Torsten Frings, l’anti-héros
EURO2008 – Et si le secret de la solidité de la Mannschaft s'appelait Torsten...Pierre Koetschet (à Bâle)
Avec ses cheveux longs, ses tatouages de rockeurs, ses tacles acharnés, les Argentins en auraient bien fait l’un des leurs. Mais Torsten Frings, 32 ans, est Allemand jusqu’au bout des bouclettes.
Solidité, «teamgeist» et frappe de mule, le joueur du Werder Brême est même peut-être le plus pur produit de l’école allemande, et la principale explication de la solidité de la Mannschaft. Bien sûr, pour faire le beau devant le but et les journalistes, attirer les compliments comme les critiques, il y a Michael Ballack. Mais sur le terrain comme dans la vie de groupe, que serait Ballack sans Frings, ange gardien chargé de l’équilibre de l’équipe?
Porte-flingue
Après la défaite face à la Croatie, Michael Ballack, capitaine, convoque une réunion entre joueurs, histoire de résoudre les problèmes «entre hommes». Evidemment, pas grand-chose n’a filtré de la rencontre, sauf une sévère explication entre Ballack et Frings d’un côté, et le défenseur Christoph Metzelder de l’autre. Depuis, tout le monde file droit. Car la doublette Frings-Ballack fait peur.

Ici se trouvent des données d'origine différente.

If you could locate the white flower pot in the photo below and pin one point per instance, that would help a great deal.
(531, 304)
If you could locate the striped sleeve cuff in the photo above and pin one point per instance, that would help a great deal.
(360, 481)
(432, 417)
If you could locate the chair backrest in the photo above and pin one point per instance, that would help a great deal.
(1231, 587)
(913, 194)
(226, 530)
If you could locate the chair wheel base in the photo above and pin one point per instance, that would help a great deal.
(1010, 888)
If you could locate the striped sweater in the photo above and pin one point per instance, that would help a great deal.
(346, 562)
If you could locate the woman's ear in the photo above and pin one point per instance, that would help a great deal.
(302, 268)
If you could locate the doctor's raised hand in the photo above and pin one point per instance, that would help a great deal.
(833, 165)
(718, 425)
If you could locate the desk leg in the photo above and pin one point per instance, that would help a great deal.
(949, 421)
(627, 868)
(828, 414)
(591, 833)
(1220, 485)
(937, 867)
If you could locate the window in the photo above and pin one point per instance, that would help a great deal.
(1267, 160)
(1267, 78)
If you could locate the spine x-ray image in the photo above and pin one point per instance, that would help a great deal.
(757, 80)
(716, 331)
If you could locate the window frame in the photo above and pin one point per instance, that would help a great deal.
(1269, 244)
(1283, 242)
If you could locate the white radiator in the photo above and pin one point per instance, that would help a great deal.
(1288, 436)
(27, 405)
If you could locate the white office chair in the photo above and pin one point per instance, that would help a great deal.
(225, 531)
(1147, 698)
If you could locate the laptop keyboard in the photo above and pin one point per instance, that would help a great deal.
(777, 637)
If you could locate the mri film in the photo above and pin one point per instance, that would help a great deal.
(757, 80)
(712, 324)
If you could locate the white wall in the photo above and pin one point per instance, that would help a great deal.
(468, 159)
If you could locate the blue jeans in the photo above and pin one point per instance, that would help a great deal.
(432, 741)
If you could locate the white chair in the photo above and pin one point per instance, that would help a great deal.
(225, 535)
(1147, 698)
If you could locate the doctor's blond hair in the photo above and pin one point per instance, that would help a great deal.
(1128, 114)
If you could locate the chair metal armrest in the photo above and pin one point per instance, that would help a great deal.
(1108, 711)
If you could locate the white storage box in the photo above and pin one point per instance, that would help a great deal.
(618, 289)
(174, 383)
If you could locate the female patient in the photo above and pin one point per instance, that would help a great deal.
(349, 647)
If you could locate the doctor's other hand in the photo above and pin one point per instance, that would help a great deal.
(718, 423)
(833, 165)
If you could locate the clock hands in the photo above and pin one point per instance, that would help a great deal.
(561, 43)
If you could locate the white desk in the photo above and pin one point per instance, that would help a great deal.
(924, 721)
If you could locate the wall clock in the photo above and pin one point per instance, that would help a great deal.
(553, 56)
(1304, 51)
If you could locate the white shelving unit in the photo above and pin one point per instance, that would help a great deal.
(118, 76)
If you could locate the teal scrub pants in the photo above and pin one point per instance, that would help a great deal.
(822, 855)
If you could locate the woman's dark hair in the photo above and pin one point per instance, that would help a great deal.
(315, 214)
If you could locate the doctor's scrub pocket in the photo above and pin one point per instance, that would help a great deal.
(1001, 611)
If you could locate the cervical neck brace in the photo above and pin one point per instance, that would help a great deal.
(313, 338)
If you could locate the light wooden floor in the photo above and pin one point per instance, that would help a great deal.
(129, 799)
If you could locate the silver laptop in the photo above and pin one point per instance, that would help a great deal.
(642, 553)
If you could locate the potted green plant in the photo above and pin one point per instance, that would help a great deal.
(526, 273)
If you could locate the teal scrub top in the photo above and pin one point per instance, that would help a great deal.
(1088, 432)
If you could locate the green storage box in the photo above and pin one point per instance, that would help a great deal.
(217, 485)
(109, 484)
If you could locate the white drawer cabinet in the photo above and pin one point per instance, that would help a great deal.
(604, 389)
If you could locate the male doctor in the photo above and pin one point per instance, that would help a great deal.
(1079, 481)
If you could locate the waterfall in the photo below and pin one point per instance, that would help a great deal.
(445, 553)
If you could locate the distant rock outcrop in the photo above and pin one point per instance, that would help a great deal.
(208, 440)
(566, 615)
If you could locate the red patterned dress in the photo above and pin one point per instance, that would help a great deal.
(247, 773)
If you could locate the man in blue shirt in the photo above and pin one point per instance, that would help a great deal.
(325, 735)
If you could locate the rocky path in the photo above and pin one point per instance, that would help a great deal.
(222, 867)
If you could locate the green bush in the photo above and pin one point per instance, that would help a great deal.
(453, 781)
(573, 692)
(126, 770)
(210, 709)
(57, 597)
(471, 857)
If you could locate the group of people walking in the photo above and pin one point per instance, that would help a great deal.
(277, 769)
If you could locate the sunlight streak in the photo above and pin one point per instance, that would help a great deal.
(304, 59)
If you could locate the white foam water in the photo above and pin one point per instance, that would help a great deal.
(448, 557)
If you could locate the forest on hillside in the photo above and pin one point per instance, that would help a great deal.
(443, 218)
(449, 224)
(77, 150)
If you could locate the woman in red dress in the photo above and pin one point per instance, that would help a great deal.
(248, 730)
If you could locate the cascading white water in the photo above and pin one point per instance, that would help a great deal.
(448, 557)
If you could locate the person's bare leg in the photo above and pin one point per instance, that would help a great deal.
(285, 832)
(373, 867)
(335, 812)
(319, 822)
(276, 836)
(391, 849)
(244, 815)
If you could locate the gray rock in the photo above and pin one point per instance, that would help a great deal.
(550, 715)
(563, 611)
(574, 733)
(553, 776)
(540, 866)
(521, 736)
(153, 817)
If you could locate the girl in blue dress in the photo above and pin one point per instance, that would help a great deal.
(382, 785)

Pourtant, dans la vie, Torsten n’est pas un monstre. Il aime le heavy metal, les motos, sa femme, ses deux filles et se balader en forêt avec son chien. Sur un terrain, c’est autre chose. Le pitbull, c’est lui.
«C'est de la politique»
Et sans lui, l'Allemagne redevient une équipe d'agneaux. Exemple en 2006. Pris dans une échauffourée, à la fin du match face à l’Argentine, Frings est accusé par une chaîne de télévision italienne d'avoir frappé Cruz (qui lui-même dément!) Frings est finalement suspendu pour la demi-finale face à la Squadra Azzura. Le plus beau geste des Italiens à la Coupe du monde. «C'est de la politique, a ensuite expliqué le milieu Les Argentins nous ont agressé, je me suis défendu et les Italiens ont monté ça en épingle.»
Une absence qui coûte une place en finale à la Mannschaft. C’est dire si l’encadrement allemand était inquiet avant le match face au Portugal. Côte cassée depuis le match face à la Pologne. Evidemment, Frings veut y aller. Pas question de laisser tomber les copains. «On ne va pas prendre de risques, raisonne le manager Oliver Bierhof. Mais je lui tire mon chapeau, il a très envie de jouer.» Pour le remplacer, Joachim Löw aligne finalement deux joueurs...
«Il va avoir des douleurs aux côtes pendant longtemps encore!»
L’Allemagne passe finalement, et Frings n’a aucun envie de manquer un deuxième match d’affilée. Il a déjà loupé les deux tiers de la saison à cause d'un genou en compote, alors ce n'est pas une petite côte de rien du tout qui va l'en empêcher.
«Je suis content, car Torsten est rétabli, a souri Löw lundi. Il est à nouveau en capacité de jouer. Il s'est entraîné normalement et n'a aucun gros problème, même s'il va avoir des douleurs aux côtes pendant longtemps encore!» Tant que cela ne l’empêche pas de jouer au football, faire de la moto, des balades en forêt avec son chien.